A book that I read aloud to my students every year is the gorgeously-told, cleverly-spun, deeply-thought-provoking Tuck Everlasting by Natalie Babbitt. And then I show the movie and we have a compare & contrast discussion.

One big difference between the book and the movie is that, in the former, the main character Winnie Foster is eleven. She has a little bit of a crush on Jesse Tuck and there’s the possibility of a future romance.

For the movie, they punched up the romance angle, of course, and to do that, they had to make Winnie fifteen. Last week, when my students saw the hand-holding and ACK! the kiss, they all groaned and giggled and covered their eyes. In one scene, the young couple went swimming in a river.
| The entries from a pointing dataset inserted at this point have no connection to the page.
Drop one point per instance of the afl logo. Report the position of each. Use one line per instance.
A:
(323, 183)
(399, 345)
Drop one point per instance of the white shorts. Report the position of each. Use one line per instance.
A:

As Winnie unlaced her dress, I could feel the eyebrows in the room raise. She pulled it off to reveal a slip that might as well have been another dress—that’s how big and thick and fluffy it was.

And from somewhere amidst the group of boys on the carpet arose a disappointed, “Awww.”

I’m pretty sure it was Cody.

3 thoughts on “It Begins in Fourth Grade”

  1. I watched a movie called “Fuck Everlasting” when I was in fourth grade. I turned in my “assignment” in a ziploc bag. My teacher was not amused. She even spanked me.

    That’s where it all began for me.

  2. Sadly, I’m sure most if not all of your students have seen much more realistic “swim” scenes elsewhere. Like, network TV?

    Tuck Everlasting was one of Margo’s favorites, I think; I never could read it.

  3. loved the book, hated the movie. natalee was a friend of mom’s. nice lady. gave me some great feedback on my kids novels and a letter of reccomendation that did no good at all.